HDFS Storage Location
You can create a database storage location in HDFS. An HDFS storage location provides improved performance compared to other HDFS interfaces (such as the HCatalog Connector). By storing the data in Vertica, rather than creating an external table, you can reduce query response times.
To use a storage location in HDFS with Kerberos, take the following steps:
- Create a Kerberos principal for each Vertica node as described under Prerequisites.
- Give all node principals read and write permission to the HDFS directory you will use as a storage location.
If you plan to back up your HDFS storage locations, take the following additional steps:
- Grant Hadoop superuser privileges to the new principals.
- Configure backups, including setting the HadoopConfigDir configuration parameter, following the instructions in Configuring Hadoop and Vertica to Enable Backup of HDFS Storage .
- Configure user impersonation to be able to restore from backups following the instructions in "Setting Kerberos Parameters" in Configuring Vertica to Restore HDFS Storage Locations.
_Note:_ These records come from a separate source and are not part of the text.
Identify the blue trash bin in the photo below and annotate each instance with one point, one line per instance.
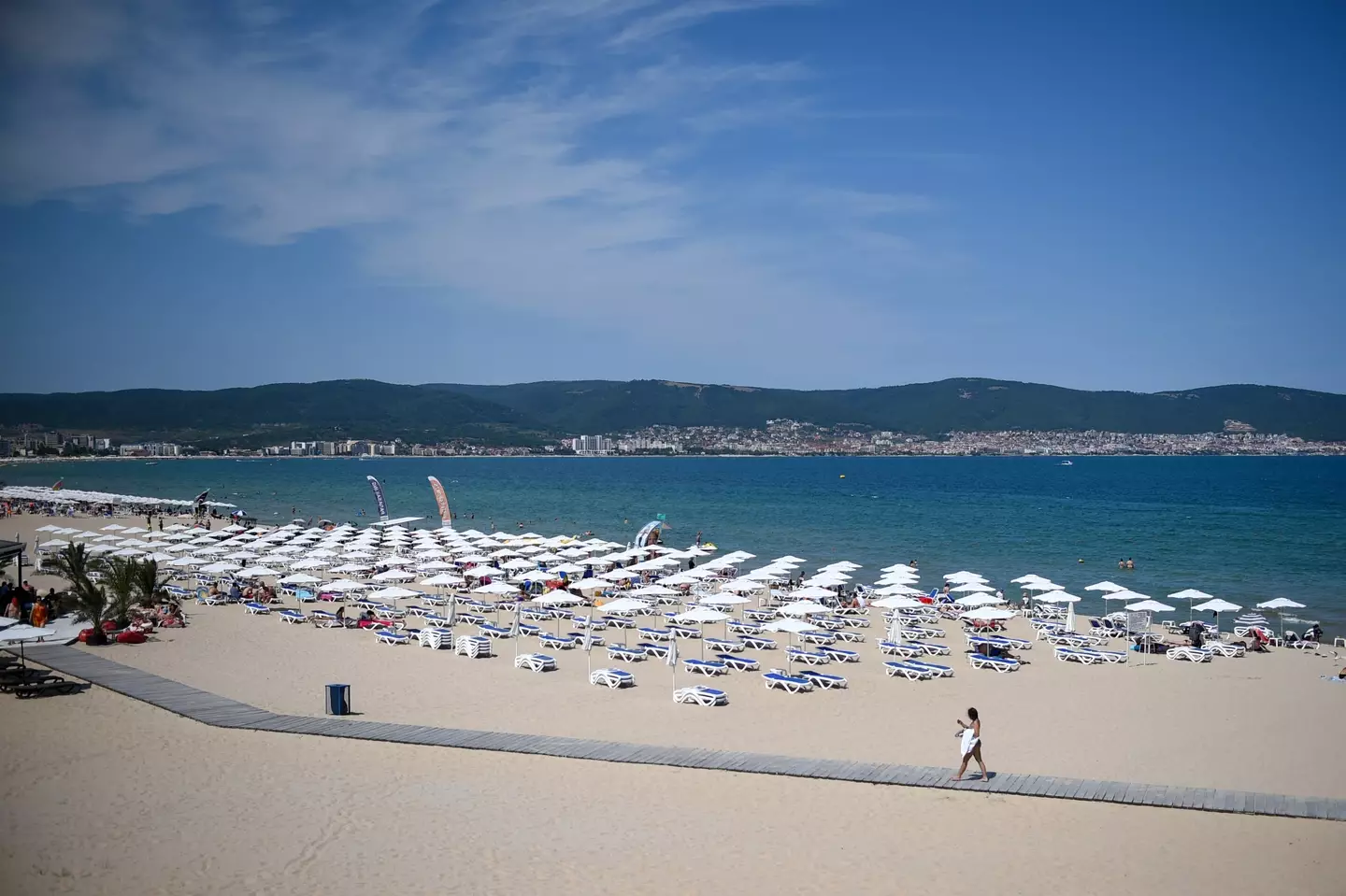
(338, 700)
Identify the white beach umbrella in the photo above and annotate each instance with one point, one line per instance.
(812, 592)
(988, 614)
(1281, 604)
(804, 608)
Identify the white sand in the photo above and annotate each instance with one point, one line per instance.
(107, 795)
(103, 794)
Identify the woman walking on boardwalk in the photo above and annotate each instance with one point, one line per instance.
(969, 742)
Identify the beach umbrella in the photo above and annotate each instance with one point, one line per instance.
(1218, 605)
(1190, 595)
(701, 615)
(793, 627)
(812, 592)
(1281, 604)
(988, 614)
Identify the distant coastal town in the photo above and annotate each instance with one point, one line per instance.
(780, 437)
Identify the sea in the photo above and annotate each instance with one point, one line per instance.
(1245, 529)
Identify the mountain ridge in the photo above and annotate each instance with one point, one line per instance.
(535, 412)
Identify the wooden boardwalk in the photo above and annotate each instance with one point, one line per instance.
(221, 712)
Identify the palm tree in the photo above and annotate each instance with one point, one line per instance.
(150, 584)
(91, 600)
(122, 576)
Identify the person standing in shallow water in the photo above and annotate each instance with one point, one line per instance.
(969, 743)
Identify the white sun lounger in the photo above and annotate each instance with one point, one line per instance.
(826, 681)
(612, 678)
(935, 669)
(701, 696)
(706, 666)
(1193, 654)
(1079, 655)
(789, 684)
(535, 662)
(999, 663)
(908, 670)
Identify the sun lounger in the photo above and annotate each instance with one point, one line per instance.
(46, 687)
(612, 678)
(930, 648)
(894, 648)
(1077, 654)
(997, 663)
(789, 684)
(435, 638)
(535, 662)
(654, 650)
(1193, 654)
(473, 646)
(812, 658)
(908, 670)
(826, 681)
(706, 666)
(935, 669)
(817, 638)
(700, 696)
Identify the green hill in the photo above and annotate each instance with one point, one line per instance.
(525, 413)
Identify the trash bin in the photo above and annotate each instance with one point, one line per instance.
(338, 700)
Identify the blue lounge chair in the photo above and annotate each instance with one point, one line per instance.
(789, 684)
(701, 696)
(826, 681)
(908, 670)
(706, 666)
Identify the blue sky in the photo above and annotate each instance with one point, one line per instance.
(780, 192)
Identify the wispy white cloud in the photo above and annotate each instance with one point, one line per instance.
(502, 152)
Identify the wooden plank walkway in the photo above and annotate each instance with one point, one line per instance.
(222, 712)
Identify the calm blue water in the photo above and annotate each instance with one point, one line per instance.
(1245, 529)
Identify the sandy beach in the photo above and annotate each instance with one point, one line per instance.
(141, 806)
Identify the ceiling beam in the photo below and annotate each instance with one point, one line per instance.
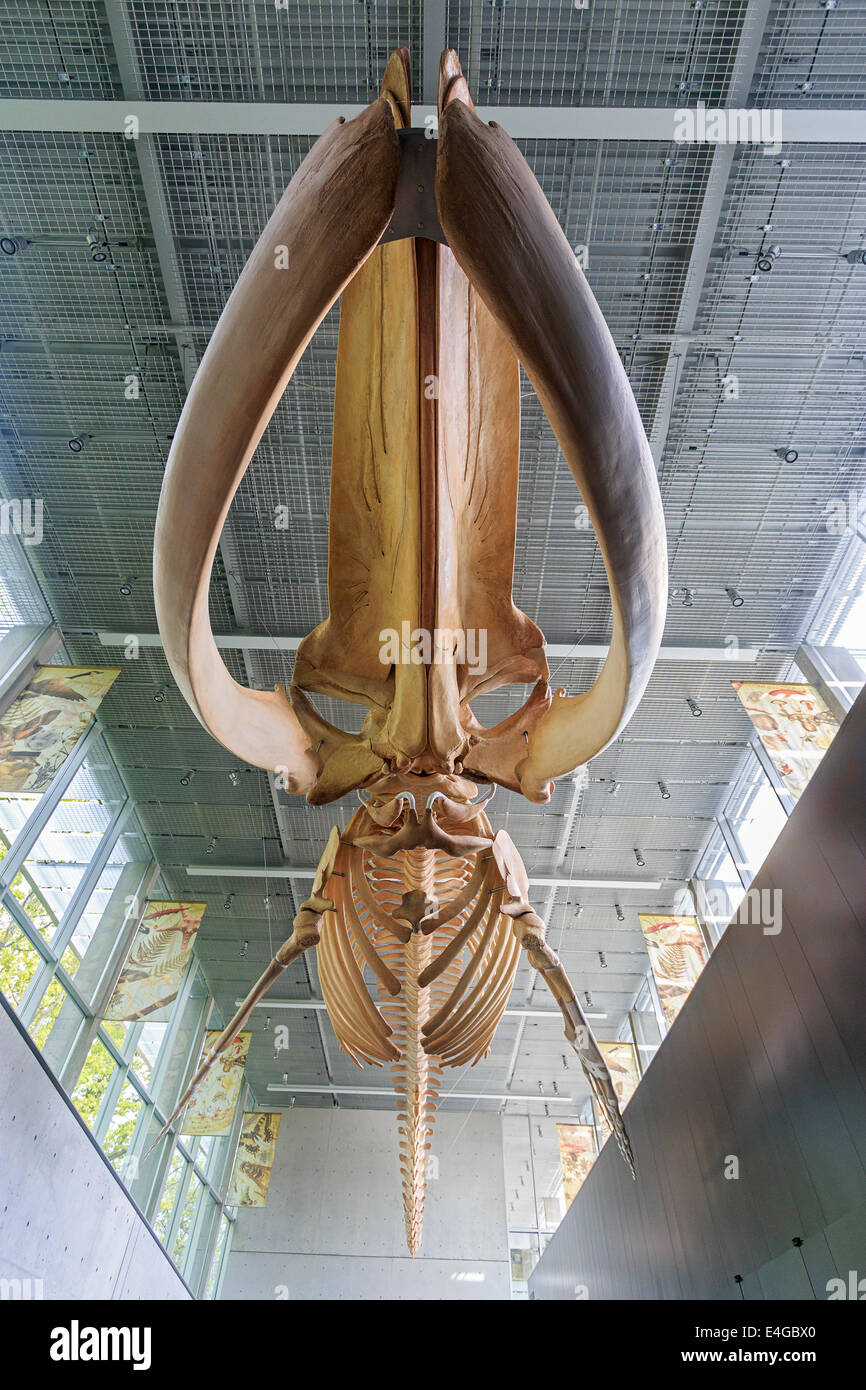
(444, 1096)
(804, 125)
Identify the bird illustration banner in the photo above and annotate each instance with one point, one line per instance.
(45, 722)
(255, 1159)
(623, 1066)
(211, 1109)
(156, 963)
(677, 957)
(794, 724)
(576, 1155)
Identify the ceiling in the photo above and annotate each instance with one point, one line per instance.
(673, 234)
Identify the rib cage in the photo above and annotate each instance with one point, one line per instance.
(439, 994)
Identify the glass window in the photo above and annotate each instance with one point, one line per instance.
(216, 1265)
(146, 1050)
(168, 1196)
(759, 824)
(188, 1215)
(59, 859)
(93, 1082)
(121, 1126)
(18, 959)
(46, 1012)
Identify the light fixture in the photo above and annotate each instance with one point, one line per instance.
(768, 259)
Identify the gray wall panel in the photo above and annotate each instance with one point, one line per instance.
(332, 1226)
(766, 1062)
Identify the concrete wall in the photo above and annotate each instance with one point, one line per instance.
(332, 1226)
(766, 1064)
(64, 1216)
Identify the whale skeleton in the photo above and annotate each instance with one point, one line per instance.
(419, 909)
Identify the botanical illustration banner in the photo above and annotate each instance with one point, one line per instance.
(794, 724)
(42, 724)
(677, 957)
(255, 1159)
(576, 1157)
(211, 1109)
(623, 1066)
(159, 957)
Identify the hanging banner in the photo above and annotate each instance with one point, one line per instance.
(576, 1157)
(255, 1159)
(211, 1109)
(623, 1066)
(794, 724)
(677, 957)
(156, 963)
(45, 722)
Because the keytab file supplies the principal used to create the location, you must have it in place before creating the storage location. After you deploy keytab files to all database nodes, use the CREATE LOCATION statement to create the storage location as usual.
HDFS Connector
The HDFS Connector loads data from HDFS into Vertica on behalf of the user. If the user performing the data load has a Kerberos key, then the connector uses it to access HDFS. Verify that all users who use this connector have been granted access to HDFS.
The HDFS Connector is deprecated. Use the other Hadoop interfaces instead.
Verifying Kerberos Configuration
Use the KERBEROS_HDFS_CONFIG_CHECK metafunction to verify that Vertica can use Kerberos to access HDFS. You can call it with no parameters to test all paths described in the Hadoop configuration files. Alternatively, you can specify hdfs
, webhdfs
, and WebHCat servers to test individually.
=> SELECT KERBEROS_HDFS_CONFIG_CHECK(); => SELECT KERBEROS_HDFS_CONFIG_CHECK('node1.example.com:9433', 'node2.example.com:10443', 'node2.example.com:14443');
This function does not yet check access to HiveServer2.
Token Expiration
Vertica attempts to automatically refresh Hadoop tokens before they expire, but you can also set a minimum refresh frequency if you prefer. Use the HadoopFSTokenRefreshFrequency configuration parameter to specify the frequency in seconds:
=> ALTER DATABASE exampledb SET HadoopFSTokenRefreshFrequency = '86400';
If the current age of the token is greater than the value specified in this parameter, Vertica refreshes the token before accessing data stored in HDFS.